Are Clinical Trials Measuring the Right Type of Vision?

Nothing About Us Without Us— this mantra lies at the heart of Fighting Blindness, especially our advocacy work. This phrase is particularly important in vision research. We should be involved in the research process, providing information to scientists about how our vision loss affects us and what it is we want from a therapy.

One way of doing this is by advocating for patient reported outcome measures and patient relevant endpoints in clinical trials. We want clinical trials to measure things that are important to us and for participants to be able to give feedback on what they experience.

An example of one clinical trial that effectively used a good outcome measurement was outlined at the recent Retina 2016 Public Engagement Day. Dr Daniel Chung from Spark Therapeutics first gave an overview of the development of the gene therapy to treat inherited retinal diseases caused by the RPE65 gene; this includes some forms of Leber congenital amaurosis (LCA) and retinitis pigmentosa (RP). He then explained how they developed a test to measure functional vision, the vision we use day to day for different tasks.

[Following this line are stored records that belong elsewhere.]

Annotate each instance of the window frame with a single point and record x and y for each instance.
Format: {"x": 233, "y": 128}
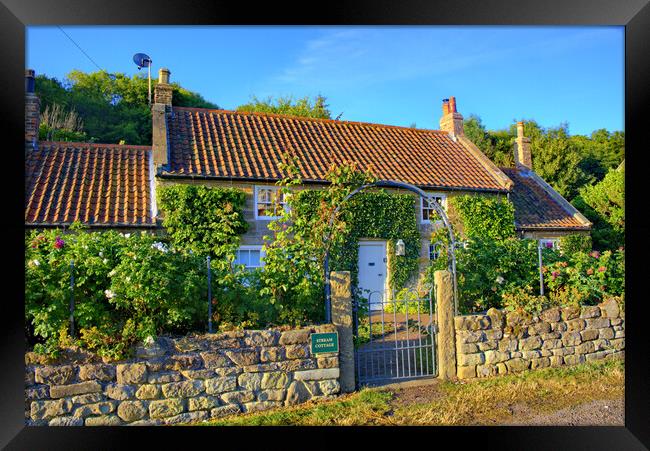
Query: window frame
{"x": 255, "y": 208}
{"x": 443, "y": 203}
{"x": 252, "y": 247}
{"x": 556, "y": 243}
{"x": 438, "y": 251}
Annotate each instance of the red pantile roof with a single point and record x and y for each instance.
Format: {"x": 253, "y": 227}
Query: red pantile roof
{"x": 228, "y": 144}
{"x": 96, "y": 184}
{"x": 535, "y": 208}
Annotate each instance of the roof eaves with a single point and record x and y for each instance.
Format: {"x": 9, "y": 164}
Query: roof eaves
{"x": 492, "y": 168}
{"x": 172, "y": 175}
{"x": 558, "y": 198}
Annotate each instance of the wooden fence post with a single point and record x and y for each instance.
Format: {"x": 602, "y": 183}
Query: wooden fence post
{"x": 445, "y": 321}
{"x": 342, "y": 319}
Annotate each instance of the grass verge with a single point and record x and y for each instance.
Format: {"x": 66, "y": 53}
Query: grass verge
{"x": 478, "y": 401}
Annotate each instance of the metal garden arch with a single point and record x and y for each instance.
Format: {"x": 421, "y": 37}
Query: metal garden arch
{"x": 451, "y": 255}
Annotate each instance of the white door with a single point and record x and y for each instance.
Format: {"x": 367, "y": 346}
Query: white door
{"x": 372, "y": 271}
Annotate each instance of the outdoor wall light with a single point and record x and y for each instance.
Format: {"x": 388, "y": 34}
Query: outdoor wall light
{"x": 400, "y": 248}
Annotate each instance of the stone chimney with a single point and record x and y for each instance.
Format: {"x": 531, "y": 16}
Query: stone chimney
{"x": 451, "y": 120}
{"x": 163, "y": 91}
{"x": 523, "y": 157}
{"x": 32, "y": 112}
{"x": 159, "y": 112}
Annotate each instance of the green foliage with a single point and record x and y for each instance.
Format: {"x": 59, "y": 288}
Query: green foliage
{"x": 113, "y": 107}
{"x": 496, "y": 145}
{"x": 566, "y": 162}
{"x": 485, "y": 217}
{"x": 575, "y": 242}
{"x": 56, "y": 124}
{"x": 206, "y": 220}
{"x": 488, "y": 268}
{"x": 410, "y": 300}
{"x": 126, "y": 287}
{"x": 302, "y": 236}
{"x": 604, "y": 205}
{"x": 304, "y": 107}
{"x": 591, "y": 277}
{"x": 523, "y": 298}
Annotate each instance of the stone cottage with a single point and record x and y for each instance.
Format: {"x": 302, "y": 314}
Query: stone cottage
{"x": 107, "y": 185}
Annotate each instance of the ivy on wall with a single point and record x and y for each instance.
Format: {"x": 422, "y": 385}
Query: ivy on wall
{"x": 485, "y": 216}
{"x": 373, "y": 215}
{"x": 203, "y": 219}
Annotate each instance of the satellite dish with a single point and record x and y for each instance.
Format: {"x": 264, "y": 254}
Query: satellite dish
{"x": 142, "y": 60}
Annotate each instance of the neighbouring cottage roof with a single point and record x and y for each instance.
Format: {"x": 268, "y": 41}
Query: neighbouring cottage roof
{"x": 96, "y": 184}
{"x": 229, "y": 144}
{"x": 539, "y": 207}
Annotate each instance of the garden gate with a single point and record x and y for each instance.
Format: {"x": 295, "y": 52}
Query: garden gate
{"x": 394, "y": 337}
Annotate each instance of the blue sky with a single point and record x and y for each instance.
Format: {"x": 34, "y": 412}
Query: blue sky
{"x": 389, "y": 75}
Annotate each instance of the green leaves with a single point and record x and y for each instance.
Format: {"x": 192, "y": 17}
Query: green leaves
{"x": 485, "y": 217}
{"x": 127, "y": 286}
{"x": 114, "y": 107}
{"x": 206, "y": 220}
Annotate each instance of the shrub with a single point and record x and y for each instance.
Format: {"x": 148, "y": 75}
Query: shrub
{"x": 485, "y": 216}
{"x": 488, "y": 268}
{"x": 126, "y": 287}
{"x": 570, "y": 244}
{"x": 522, "y": 298}
{"x": 591, "y": 276}
{"x": 206, "y": 220}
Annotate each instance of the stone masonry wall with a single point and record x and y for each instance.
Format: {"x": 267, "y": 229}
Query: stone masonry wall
{"x": 502, "y": 343}
{"x": 182, "y": 380}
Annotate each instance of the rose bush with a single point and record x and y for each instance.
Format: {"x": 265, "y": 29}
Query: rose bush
{"x": 126, "y": 287}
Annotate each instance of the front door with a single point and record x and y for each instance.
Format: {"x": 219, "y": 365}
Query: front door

This test, the multi-luminance mobility test (MLMT) is a maze that assesses a person’s mobility. It encompasses aspects of visual field, visual acuity, light perception and contrast sensitivity. The MLMT is a grid of arrows which a participant must follow, stepping over and around obstacles to reach a door at the end.

One of the first things that causes a problem for people with RPE65 diseases is difficulty seeing in dim light, so the participants in the Spark phase 3 trial were asked to complete the maze at different light levels. The levels go from one lux which is like a moonless night, to 400 lux, like a very brightly lit office.

For each participant they first found a light level the person could pass the test at and a light level they would definitely fail the test at, this was different for each participant. People completed the test at both of these light levels again after they received the gene therapy intervention, they were asked to do this in a certain time frame. The change in the number of light levels was used as a determinant of how much change there was in vision between baseline, or before intervention, and after intervention.

Dr Chung finished his presentation by showing a video of one of the participants going through the maze at a low light level before and after she received the therapy. Before the trial intervention, the participant bumped into obstacles and went off course. After receiving the therapy she walked correctly through the maze, didn’t bump into anything and opened the door at the end.

Spark Therapeutics found this performance based testing very effective at measuring functional vision. They are now in the process of making a submission to the Food and Drug Administration (FDA) to have the gene therapy approved so that it can go on the market in the US. They plan to follow this with a submission to the European Medicines Agency (EMA) to gain market approval here.